Statistics has two aspects: algorithms and inference.
Statistical inference is a system of mathematical logic for guidance and correction (or justification). Classical inference methodology: frequentist, Bayesian, and Fisherian.
Principles of Statistical Inference: Sufficiency principle, Conditionality principle, Likelihood principle.
The fundamental construct in probability is random variable; the fundamental construct in statistics is random sample.
In statistics, a model is a probability distribution of one or more variables: univariate models; regression models;
Parametric and nonparametric methods do not have essential difference between or superiority to each other: both are collections of models and take random samples as the sole input for estimation (frequentist).
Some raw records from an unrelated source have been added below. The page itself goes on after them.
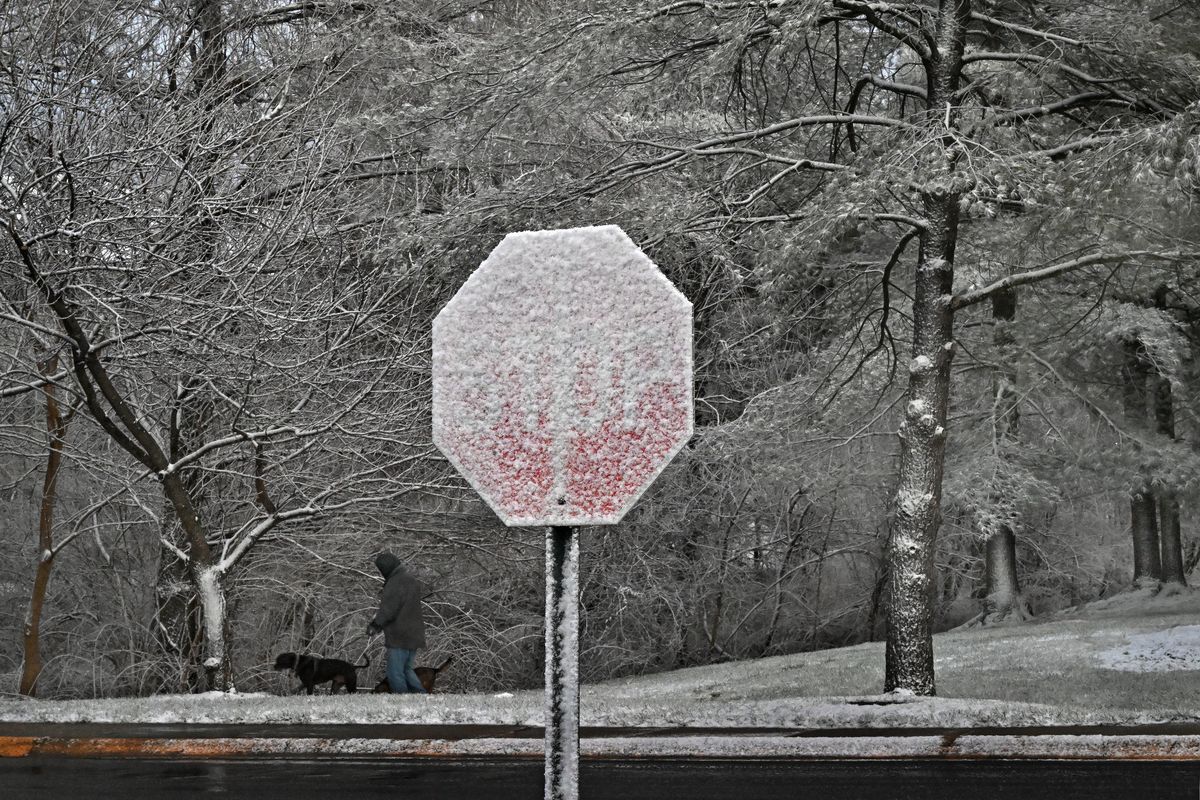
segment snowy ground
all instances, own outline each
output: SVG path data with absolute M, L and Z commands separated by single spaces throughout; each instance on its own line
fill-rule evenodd
M 584 726 L 971 727 L 1200 721 L 1200 593 L 935 638 L 937 698 L 883 697 L 863 644 L 589 685 Z M 508 696 L 506 696 L 508 694 Z M 8 722 L 541 724 L 541 692 L 0 699 Z

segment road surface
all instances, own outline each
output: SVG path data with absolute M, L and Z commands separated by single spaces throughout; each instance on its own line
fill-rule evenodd
M 5 758 L 6 800 L 530 800 L 532 759 Z M 1195 800 L 1200 764 L 1170 762 L 586 762 L 583 800 Z

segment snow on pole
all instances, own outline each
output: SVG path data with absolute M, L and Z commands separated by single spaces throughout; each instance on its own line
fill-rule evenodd
M 620 522 L 692 432 L 691 303 L 617 225 L 509 234 L 433 320 L 433 443 L 546 525 L 546 798 L 578 796 L 578 525 Z
M 546 529 L 546 800 L 580 796 L 580 539 Z
M 433 443 L 508 525 L 612 525 L 692 433 L 691 303 L 617 225 L 509 234 L 433 320 Z

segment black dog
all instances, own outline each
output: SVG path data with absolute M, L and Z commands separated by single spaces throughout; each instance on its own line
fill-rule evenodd
M 454 656 L 443 661 L 440 667 L 413 667 L 416 679 L 421 681 L 421 686 L 425 687 L 426 692 L 433 693 L 433 684 L 438 679 L 438 673 L 449 667 L 451 661 L 454 661 Z M 380 680 L 372 692 L 376 694 L 391 694 L 391 686 L 388 684 L 388 679 L 384 678 Z
M 313 686 L 324 684 L 326 680 L 332 681 L 329 687 L 330 694 L 336 693 L 338 686 L 344 686 L 347 693 L 353 694 L 359 691 L 359 675 L 355 670 L 371 666 L 370 658 L 366 656 L 362 656 L 362 663 L 352 664 L 349 661 L 342 661 L 341 658 L 322 658 L 320 656 L 307 654 L 296 656 L 294 652 L 281 652 L 280 657 L 275 660 L 275 668 L 293 670 L 310 694 L 312 694 Z

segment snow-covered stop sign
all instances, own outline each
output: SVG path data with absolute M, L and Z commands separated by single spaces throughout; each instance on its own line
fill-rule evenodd
M 508 525 L 620 522 L 691 431 L 691 303 L 617 225 L 509 234 L 433 321 L 433 441 Z

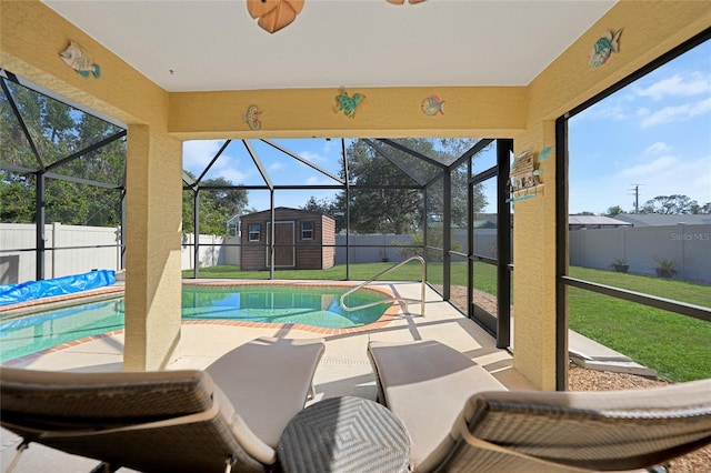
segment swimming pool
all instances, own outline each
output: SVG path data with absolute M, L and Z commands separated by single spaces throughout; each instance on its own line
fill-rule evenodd
M 182 289 L 182 320 L 233 320 L 350 329 L 378 321 L 390 306 L 348 312 L 339 299 L 350 286 L 198 285 Z M 346 299 L 350 308 L 384 301 L 384 293 L 363 290 Z M 123 329 L 123 298 L 37 312 L 0 322 L 0 363 L 63 343 Z

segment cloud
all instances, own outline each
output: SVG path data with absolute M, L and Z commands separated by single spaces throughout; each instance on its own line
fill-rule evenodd
M 244 183 L 244 180 L 247 179 L 246 173 L 238 171 L 234 168 L 228 168 L 228 169 L 221 169 L 220 170 L 220 177 L 227 179 L 228 181 L 232 182 L 233 184 L 242 184 Z
M 658 141 L 644 150 L 647 154 L 661 154 L 669 151 L 671 151 L 671 147 L 667 143 L 662 143 L 661 141 Z
M 703 204 L 711 202 L 711 155 L 694 159 L 660 157 L 627 168 L 607 182 L 610 189 L 628 190 L 632 183 L 639 183 L 640 204 L 658 195 L 672 194 L 688 195 Z
M 182 143 L 182 167 L 200 175 L 218 153 L 224 140 L 196 140 Z
M 311 175 L 307 179 L 307 185 L 333 185 L 334 182 L 326 177 Z
M 674 74 L 662 79 L 648 88 L 637 87 L 634 92 L 640 97 L 661 100 L 664 97 L 691 97 L 711 92 L 711 78 L 701 72 L 692 72 L 688 78 Z
M 623 169 L 614 174 L 614 178 L 621 180 L 643 180 L 650 175 L 662 174 L 664 171 L 671 169 L 678 161 L 677 158 L 671 155 L 660 157 L 653 161 Z
M 316 164 L 316 163 L 318 163 L 318 162 L 327 162 L 327 161 L 328 161 L 328 159 L 327 159 L 327 158 L 324 158 L 323 155 L 321 155 L 321 154 L 319 154 L 319 153 L 314 153 L 314 152 L 309 151 L 309 150 L 307 150 L 307 151 L 301 151 L 301 152 L 299 153 L 299 155 L 300 155 L 301 158 L 303 158 L 304 160 L 307 160 L 307 161 L 309 161 L 309 162 L 312 162 L 312 163 L 314 163 L 314 164 Z
M 605 100 L 584 110 L 575 119 L 590 118 L 601 120 L 620 121 L 630 117 L 629 103 L 634 100 L 634 95 L 623 93 L 620 95 L 611 95 Z
M 640 115 L 645 117 L 640 123 L 642 128 L 653 127 L 661 123 L 670 123 L 674 121 L 685 121 L 690 118 L 708 113 L 711 111 L 711 97 L 699 102 L 684 103 L 678 107 L 664 107 L 661 110 L 650 112 L 647 109 L 640 109 Z

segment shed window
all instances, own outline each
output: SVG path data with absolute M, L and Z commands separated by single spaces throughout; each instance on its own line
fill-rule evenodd
M 313 222 L 301 222 L 301 240 L 313 240 Z
M 259 241 L 259 223 L 249 224 L 249 241 Z

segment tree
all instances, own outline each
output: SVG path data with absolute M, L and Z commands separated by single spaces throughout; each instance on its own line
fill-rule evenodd
M 10 107 L 10 98 L 0 94 L 0 160 L 28 169 L 27 173 L 0 174 L 0 221 L 36 221 L 37 178 L 33 174 L 41 175 L 44 168 L 51 167 L 49 172 L 52 174 L 102 182 L 116 189 L 48 174 L 44 180 L 46 221 L 77 225 L 120 224 L 126 140 L 118 139 L 98 150 L 78 153 L 121 129 L 24 87 L 6 83 L 39 157 L 33 153 Z M 77 154 L 74 159 L 61 161 L 73 154 Z
M 194 179 L 194 175 L 189 171 L 186 171 L 186 173 Z M 199 184 L 200 233 L 224 235 L 227 234 L 227 221 L 244 212 L 248 204 L 247 191 L 243 189 L 224 189 L 234 184 L 224 178 L 207 179 Z M 194 229 L 193 199 L 196 192 L 188 190 L 183 191 L 182 195 L 182 229 L 184 233 L 192 233 Z
M 401 139 L 403 147 L 427 155 L 441 163 L 453 162 L 463 151 L 473 145 L 473 140 L 451 139 Z M 428 214 L 443 212 L 443 184 L 435 178 L 443 171 L 440 167 L 421 160 L 394 147 L 378 143 L 392 161 L 382 157 L 363 140 L 349 145 L 349 179 L 352 185 L 348 194 L 339 193 L 326 207 L 337 219 L 337 230 L 344 227 L 347 205 L 350 207 L 351 231 L 357 233 L 412 233 L 422 230 L 424 211 L 424 184 Z M 405 169 L 404 172 L 402 169 Z M 341 170 L 341 177 L 344 171 Z M 452 224 L 463 225 L 467 221 L 467 169 L 459 167 L 451 173 Z M 360 188 L 360 189 L 359 189 Z M 480 187 L 474 190 L 474 209 L 485 205 Z M 319 204 L 316 202 L 316 204 Z
M 648 200 L 640 210 L 640 213 L 661 213 L 665 215 L 691 214 L 699 213 L 700 209 L 695 200 L 691 200 L 687 195 L 672 194 L 658 195 L 654 199 Z
M 617 217 L 622 213 L 627 213 L 620 205 L 609 207 L 608 211 L 604 213 L 605 217 Z

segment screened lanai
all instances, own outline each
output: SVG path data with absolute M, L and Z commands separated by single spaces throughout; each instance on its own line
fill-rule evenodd
M 490 258 L 474 253 L 473 245 L 445 251 L 451 244 L 445 233 L 452 228 L 445 220 L 453 219 L 445 211 L 448 204 L 453 207 L 453 195 L 447 193 L 461 189 L 448 184 L 448 175 L 452 182 L 463 175 L 468 191 L 499 179 L 503 182 L 493 188 L 500 190 L 505 174 L 498 167 L 508 170 L 511 149 L 514 153 L 552 150 L 555 159 L 541 165 L 542 188 L 534 198 L 514 202 L 513 217 L 502 212 L 505 205 L 499 202 L 510 195 L 485 194 L 494 195 L 489 202 L 498 205 L 498 238 L 511 236 L 508 232 L 502 235 L 504 222 L 512 221 L 515 229 L 510 245 L 499 241 L 498 256 L 490 261 L 495 262 L 492 268 L 498 265 L 499 278 L 510 274 L 502 268 L 511 262 L 503 252 L 512 248 L 514 366 L 540 389 L 564 389 L 567 340 L 562 334 L 567 333 L 567 319 L 561 278 L 567 263 L 557 252 L 565 252 L 567 242 L 557 229 L 562 222 L 560 214 L 565 213 L 559 205 L 564 205 L 565 175 L 560 163 L 567 151 L 561 133 L 564 121 L 559 119 L 705 31 L 709 6 L 628 1 L 361 3 L 307 0 L 303 12 L 273 33 L 260 29 L 242 2 L 201 2 L 200 7 L 197 2 L 1 3 L 2 69 L 126 130 L 121 140 L 127 145 L 122 225 L 127 331 L 139 328 L 127 340 L 127 368 L 163 365 L 179 345 L 180 322 L 173 314 L 179 308 L 182 275 L 178 253 L 181 233 L 187 230 L 181 228 L 184 212 L 179 202 L 183 192 L 210 193 L 200 189 L 199 173 L 182 179 L 183 143 L 232 140 L 228 147 L 244 149 L 240 151 L 247 153 L 244 161 L 258 168 L 257 163 L 266 160 L 259 149 L 273 148 L 268 142 L 311 138 L 339 142 L 347 138 L 341 155 L 348 154 L 348 140 L 362 141 L 378 160 L 399 171 L 405 168 L 408 172 L 401 173 L 404 182 L 397 185 L 411 187 L 423 202 L 429 202 L 432 193 L 438 197 L 431 200 L 441 203 L 419 209 L 420 222 L 424 222 L 419 230 L 424 239 L 427 229 L 427 241 L 431 241 L 432 228 L 441 228 L 444 234 L 435 251 L 442 252 L 445 299 L 449 284 L 444 268 L 453 259 L 487 264 L 484 260 Z M 33 34 L 27 24 L 33 26 L 32 31 L 47 33 Z M 201 33 L 184 34 L 198 29 Z M 619 51 L 603 64 L 592 61 L 591 66 L 591 50 L 598 40 L 618 30 L 622 30 Z M 70 41 L 81 44 L 90 62 L 101 67 L 100 77 L 79 74 L 61 60 L 59 53 Z M 338 110 L 337 98 L 343 91 L 363 98 L 354 117 Z M 444 100 L 444 113 L 424 113 L 422 104 L 430 98 Z M 259 129 L 250 128 L 243 119 L 251 105 L 263 110 Z M 412 155 L 398 145 L 399 140 L 433 137 L 494 141 L 487 150 L 489 158 L 479 162 L 474 158 L 471 164 L 469 158 L 484 151 L 477 153 L 477 149 L 468 155 L 468 150 L 485 141 L 472 142 L 449 161 Z M 250 147 L 254 153 L 249 152 Z M 214 157 L 212 153 L 207 160 Z M 37 171 L 41 165 L 36 161 L 12 165 Z M 57 160 L 48 162 L 43 165 Z M 414 172 L 413 162 L 427 163 L 422 167 L 428 172 Z M 479 168 L 483 162 L 489 165 Z M 59 173 L 61 167 L 50 172 Z M 358 182 L 350 182 L 348 173 L 340 175 L 339 168 L 323 170 L 338 179 L 326 175 L 321 182 L 329 184 L 320 185 L 336 185 L 337 192 L 359 191 Z M 21 171 L 8 170 L 14 174 Z M 260 187 L 253 191 L 267 195 L 273 191 L 278 198 L 298 190 L 280 189 L 282 184 L 272 181 L 268 172 L 264 177 L 263 182 L 250 184 Z M 122 185 L 112 183 L 109 192 L 119 195 L 113 198 L 116 207 Z M 199 204 L 194 207 L 199 209 Z M 267 208 L 271 205 L 254 210 Z M 481 220 L 473 212 L 469 207 L 465 220 L 471 227 L 464 228 L 471 229 Z M 199 218 L 196 221 L 201 222 Z M 347 222 L 358 223 L 353 219 Z M 498 296 L 505 294 L 499 291 Z M 469 308 L 463 309 L 471 315 Z
M 71 259 L 77 256 L 77 252 L 113 246 L 48 245 L 44 230 L 47 223 L 117 227 L 116 246 L 120 249 L 121 256 L 116 270 L 123 271 L 127 250 L 121 232 L 126 227 L 126 130 L 66 103 L 61 97 L 11 72 L 2 71 L 0 80 L 3 90 L 1 132 L 7 143 L 7 152 L 0 162 L 6 173 L 2 190 L 6 201 L 13 201 L 12 207 L 3 208 L 2 221 L 33 223 L 36 233 L 34 245 L 24 242 L 22 248 L 3 248 L 0 252 L 34 253 L 34 279 L 44 280 L 52 275 L 64 275 L 54 272 L 57 253 Z M 63 118 L 66 122 L 62 123 L 57 117 Z M 90 135 L 91 132 L 97 135 Z M 304 202 L 300 207 L 307 208 L 306 195 L 311 198 L 313 204 L 318 202 L 313 193 L 332 192 L 332 202 L 316 209 L 338 220 L 337 231 L 341 236 L 341 242 L 336 245 L 344 255 L 339 261 L 341 270 L 329 273 L 329 279 L 351 280 L 350 266 L 354 263 L 351 262 L 351 254 L 359 249 L 377 248 L 380 253 L 390 254 L 393 262 L 417 254 L 424 256 L 428 262 L 428 282 L 444 300 L 449 300 L 452 261 L 460 266 L 454 271 L 465 271 L 470 288 L 474 288 L 474 264 L 489 264 L 494 272 L 501 274 L 497 278 L 498 292 L 502 294 L 498 301 L 500 306 L 497 304 L 495 310 L 492 310 L 490 304 L 479 304 L 478 293 L 468 291 L 468 303 L 465 306 L 460 304 L 459 309 L 479 319 L 491 333 L 499 333 L 501 348 L 510 345 L 508 294 L 511 293 L 511 204 L 508 179 L 512 159 L 511 140 L 301 140 L 322 141 L 324 143 L 321 144 L 329 144 L 333 149 L 328 159 L 321 158 L 324 164 L 318 164 L 319 160 L 313 158 L 302 158 L 287 148 L 289 143 L 298 144 L 299 140 L 284 141 L 287 140 L 223 140 L 214 143 L 219 148 L 214 154 L 188 152 L 183 167 L 193 170 L 196 165 L 200 168 L 194 173 L 183 172 L 183 233 L 201 234 L 202 212 L 213 214 L 221 210 L 217 222 L 219 227 L 226 228 L 230 212 L 247 212 L 246 208 L 250 204 L 254 209 L 251 203 L 253 200 L 249 200 L 252 193 L 267 194 L 261 202 L 267 202 L 268 207 L 259 210 L 271 212 L 273 229 L 274 209 L 281 194 L 288 194 L 284 198 L 287 202 L 293 202 L 298 201 L 300 192 L 303 195 L 301 201 Z M 201 143 L 203 142 L 193 142 L 198 147 Z M 189 162 L 191 158 L 197 164 Z M 252 180 L 248 178 L 247 182 L 232 183 L 226 179 L 221 172 L 229 173 L 230 170 L 229 165 L 222 165 L 223 160 L 231 160 L 231 165 L 238 168 L 243 175 L 249 175 L 248 168 L 253 168 Z M 322 183 L 298 183 L 303 181 L 302 177 L 289 181 L 289 175 L 284 182 L 274 172 L 283 165 L 284 160 L 298 162 L 321 178 L 308 178 L 307 182 Z M 485 195 L 482 184 L 484 181 L 489 183 Z M 228 210 L 227 207 L 204 209 L 204 205 L 200 205 L 200 200 L 210 199 L 208 195 L 211 193 L 222 200 L 229 200 L 230 194 L 237 193 L 243 200 L 237 210 Z M 403 205 L 409 207 L 409 211 L 403 211 Z M 487 217 L 480 217 L 484 213 L 484 207 L 494 210 L 488 218 L 494 221 L 490 223 L 497 231 L 487 232 L 482 236 L 483 242 L 478 244 L 475 240 L 480 235 L 477 222 Z M 379 211 L 381 208 L 384 209 Z M 208 224 L 216 221 L 216 215 L 210 217 L 212 221 Z M 378 222 L 363 224 L 363 221 L 372 220 Z M 214 225 L 210 229 L 214 230 Z M 367 232 L 383 232 L 383 235 L 377 243 L 354 242 L 357 235 Z M 394 240 L 398 234 L 405 232 L 414 236 L 405 242 Z M 459 241 L 454 238 L 455 232 L 460 233 Z M 391 236 L 388 236 L 389 233 Z M 201 239 L 192 239 L 191 242 L 183 242 L 183 248 L 193 252 L 194 261 L 200 261 L 200 241 Z M 263 245 L 263 251 L 273 262 L 274 253 L 280 248 L 279 242 L 272 234 L 264 239 Z M 239 240 L 232 243 L 222 241 L 219 246 L 226 251 L 230 248 L 239 251 L 241 243 Z M 502 252 L 501 261 L 498 251 L 500 248 L 508 249 Z M 51 274 L 46 270 L 46 261 L 52 263 Z M 221 264 L 224 263 L 216 262 L 211 266 L 220 270 Z M 250 272 L 242 278 L 283 279 L 273 264 L 268 266 L 270 270 L 267 272 Z M 183 271 L 183 278 L 211 276 L 207 269 L 200 269 L 201 264 L 193 264 L 191 271 Z M 23 282 L 10 280 L 13 272 L 17 273 L 17 270 L 8 265 L 4 272 L 8 281 L 3 281 L 4 283 Z M 226 278 L 226 274 L 230 278 L 224 270 L 219 271 L 220 278 Z M 408 274 L 399 275 L 395 272 L 390 273 L 389 278 L 407 279 Z M 465 286 L 462 289 L 465 290 Z M 484 306 L 489 309 L 483 309 Z

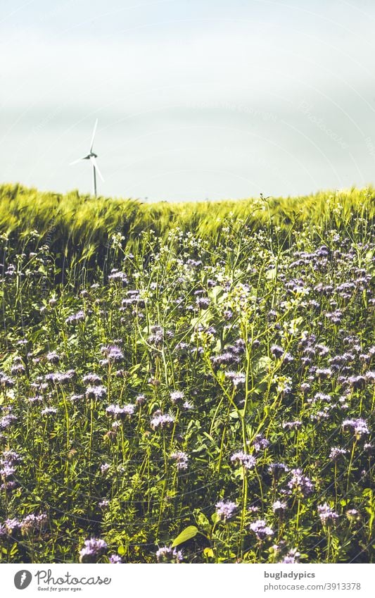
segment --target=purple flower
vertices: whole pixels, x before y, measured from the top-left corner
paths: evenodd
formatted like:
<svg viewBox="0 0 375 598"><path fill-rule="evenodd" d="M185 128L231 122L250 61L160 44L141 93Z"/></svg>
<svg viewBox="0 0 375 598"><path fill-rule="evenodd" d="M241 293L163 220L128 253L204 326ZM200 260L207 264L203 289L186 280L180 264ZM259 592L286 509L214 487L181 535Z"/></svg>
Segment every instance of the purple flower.
<svg viewBox="0 0 375 598"><path fill-rule="evenodd" d="M170 400L175 405L177 403L180 403L184 397L184 392L182 390L174 390L170 393Z"/></svg>
<svg viewBox="0 0 375 598"><path fill-rule="evenodd" d="M283 559L280 561L280 563L285 565L293 565L295 563L299 562L300 556L300 553L298 552L297 549L292 548L286 553Z"/></svg>
<svg viewBox="0 0 375 598"><path fill-rule="evenodd" d="M225 372L225 377L231 380L234 386L245 384L246 381L246 376L242 372Z"/></svg>
<svg viewBox="0 0 375 598"><path fill-rule="evenodd" d="M357 419L345 419L342 423L343 430L347 428L352 428L352 432L357 440L362 436L369 434L367 423L362 418Z"/></svg>
<svg viewBox="0 0 375 598"><path fill-rule="evenodd" d="M270 537L274 535L274 530L272 528L267 526L264 519L258 519L258 521L250 523L250 529L252 532L254 532L259 540L265 540L265 538Z"/></svg>
<svg viewBox="0 0 375 598"><path fill-rule="evenodd" d="M82 380L84 384L96 385L101 382L101 378L98 375L98 374L91 373L89 374L86 374L83 377Z"/></svg>
<svg viewBox="0 0 375 598"><path fill-rule="evenodd" d="M76 324L84 319L84 312L81 309L77 313L73 313L72 316L68 316L65 320L67 324Z"/></svg>
<svg viewBox="0 0 375 598"><path fill-rule="evenodd" d="M126 274L124 272L118 272L115 268L111 270L110 274L108 275L108 280L122 282L123 285L127 285L128 282Z"/></svg>
<svg viewBox="0 0 375 598"><path fill-rule="evenodd" d="M101 347L101 352L107 356L108 361L111 363L119 363L123 361L124 354L122 350L116 344L110 344L107 347Z"/></svg>
<svg viewBox="0 0 375 598"><path fill-rule="evenodd" d="M254 450L258 453L260 451L267 449L269 446L269 441L265 438L261 434L257 434L253 440Z"/></svg>
<svg viewBox="0 0 375 598"><path fill-rule="evenodd" d="M231 456L231 461L234 465L241 465L245 469L253 469L257 463L255 457L243 452L243 451L234 453Z"/></svg>
<svg viewBox="0 0 375 598"><path fill-rule="evenodd" d="M216 504L216 514L222 521L228 521L236 514L237 505L235 502L220 500Z"/></svg>
<svg viewBox="0 0 375 598"><path fill-rule="evenodd" d="M107 389L104 386L88 386L85 392L87 399L104 399L107 394Z"/></svg>
<svg viewBox="0 0 375 598"><path fill-rule="evenodd" d="M307 475L304 475L302 469L292 469L291 471L291 479L288 482L288 487L290 494L295 494L298 496L305 498L314 491L314 485Z"/></svg>
<svg viewBox="0 0 375 598"><path fill-rule="evenodd" d="M278 344L273 344L271 347L271 353L275 357L281 357L284 355L284 351L282 347L279 347Z"/></svg>
<svg viewBox="0 0 375 598"><path fill-rule="evenodd" d="M274 513L281 513L286 509L286 503L282 502L281 501L277 500L274 502L272 505L272 511Z"/></svg>
<svg viewBox="0 0 375 598"><path fill-rule="evenodd" d="M187 469L189 456L186 453L184 453L182 451L177 451L175 453L172 453L170 458L176 461L177 469Z"/></svg>
<svg viewBox="0 0 375 598"><path fill-rule="evenodd" d="M46 407L40 413L42 416L54 416L57 413L57 409L55 407Z"/></svg>
<svg viewBox="0 0 375 598"><path fill-rule="evenodd" d="M122 560L118 554L111 554L109 557L109 562L113 563L122 563Z"/></svg>
<svg viewBox="0 0 375 598"><path fill-rule="evenodd" d="M284 421L282 424L283 430L299 430L302 426L302 421Z"/></svg>
<svg viewBox="0 0 375 598"><path fill-rule="evenodd" d="M182 563L184 560L181 550L176 550L175 548L167 546L159 548L155 556L158 563Z"/></svg>
<svg viewBox="0 0 375 598"><path fill-rule="evenodd" d="M271 463L268 466L268 471L272 473L275 480L278 480L280 475L289 471L289 468L284 463Z"/></svg>
<svg viewBox="0 0 375 598"><path fill-rule="evenodd" d="M84 540L84 546L80 551L81 563L94 563L98 556L107 549L107 543L101 538L91 537Z"/></svg>
<svg viewBox="0 0 375 598"><path fill-rule="evenodd" d="M46 355L47 361L49 361L50 363L58 363L60 361L60 356L58 355L56 351L51 351L49 353L47 353Z"/></svg>
<svg viewBox="0 0 375 598"><path fill-rule="evenodd" d="M174 418L173 416L170 416L169 413L160 413L156 412L156 413L153 414L153 417L151 419L151 428L153 430L158 430L160 428L161 430L164 430L165 428L169 428L172 425L174 422Z"/></svg>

Parametric methods are algorithms selecting a unique probability model from a subspace of probability models, indexed by model parameter. Nonparametric methods are algorithms selecting a unique probability model from another subspace of probability models, only without an index. Generally, nonparametric methods are non-mechanistic methods, which are statistical in essence.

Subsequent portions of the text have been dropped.